Personal life
- Parent: Avraham (father);

Religious life
- Religion: Judaism

= Yehiel Michel Epstein Ashkenazi =

17th-century Jewish writer

Yehiel Michel ben Avraham Epstein Ashkenazi (יחיאל מיכל בן אברהם עפשטיין אשכנזי), also known as Jeḥiel Michel Segal Epstein (יחיאל מיכל סג"ל עפשטיין) was a Sabbatean writer and ethicist who lived in the seventeenth century. He refers to himself as an Ashkenazic Jew. He was the son-in-law of a certain rabbinical judge named "Yom-Tov Oppenheim".

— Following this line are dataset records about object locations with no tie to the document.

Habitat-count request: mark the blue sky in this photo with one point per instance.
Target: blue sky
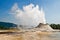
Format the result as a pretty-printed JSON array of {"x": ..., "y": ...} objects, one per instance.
[{"x": 51, "y": 9}]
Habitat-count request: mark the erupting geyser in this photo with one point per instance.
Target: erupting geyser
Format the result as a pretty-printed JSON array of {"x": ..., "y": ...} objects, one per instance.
[{"x": 30, "y": 15}]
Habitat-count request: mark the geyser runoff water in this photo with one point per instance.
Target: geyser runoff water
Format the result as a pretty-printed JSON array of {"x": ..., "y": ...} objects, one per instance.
[{"x": 30, "y": 14}]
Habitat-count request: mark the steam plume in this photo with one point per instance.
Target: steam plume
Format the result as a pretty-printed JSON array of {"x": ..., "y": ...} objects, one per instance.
[{"x": 29, "y": 15}]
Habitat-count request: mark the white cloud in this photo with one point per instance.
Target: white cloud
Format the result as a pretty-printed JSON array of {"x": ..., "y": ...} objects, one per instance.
[{"x": 30, "y": 15}]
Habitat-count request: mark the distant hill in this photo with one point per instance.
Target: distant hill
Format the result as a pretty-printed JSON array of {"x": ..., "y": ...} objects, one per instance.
[{"x": 7, "y": 25}]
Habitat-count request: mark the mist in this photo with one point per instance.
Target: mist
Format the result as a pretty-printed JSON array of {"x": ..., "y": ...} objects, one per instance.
[{"x": 30, "y": 14}]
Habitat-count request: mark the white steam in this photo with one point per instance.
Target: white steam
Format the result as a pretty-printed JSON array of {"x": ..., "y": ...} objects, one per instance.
[{"x": 29, "y": 15}]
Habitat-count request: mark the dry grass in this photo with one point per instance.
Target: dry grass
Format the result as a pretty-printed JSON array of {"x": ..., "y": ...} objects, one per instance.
[{"x": 23, "y": 36}]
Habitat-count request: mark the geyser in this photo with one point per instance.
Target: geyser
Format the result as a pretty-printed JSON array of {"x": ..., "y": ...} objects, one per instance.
[{"x": 30, "y": 16}]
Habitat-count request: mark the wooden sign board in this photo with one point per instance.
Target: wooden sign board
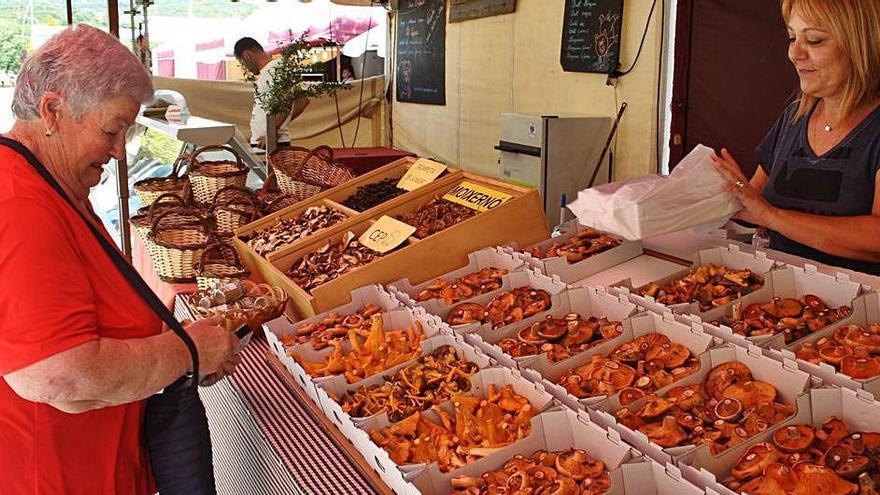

In 1693, Yehiel Michel published Ḳiẓẓur Shnei Luḥot haBrit (קיצור שני לחות הברית), also known as Kitzur Shelah (קיצור של"ה), written after the style of Isaiah Horowitz's Shnei Luḥot haBrit (1648). A second edition, with numerous additions, and containing extracts from current ethical works, was published three years later (Fürth, 1696) and a third edition with even more material was published in Amsterdam (1723). Nothing is known of his career. Jacob Emden publicized the Sabbatean nature of the work in Torat Kinna'ot (1752) and explicit references to Zevi were excised from subsequent editions. The Kitzur Shelah is notable for introducing many mystical and liturgical traditions, always citing them, however, to manuscripts supposedly in the author's possession.

Yehiel Michel also published Yiddish works, including Derekh ha-yashar le-olam haba, and has been called a "champion of Yiddish".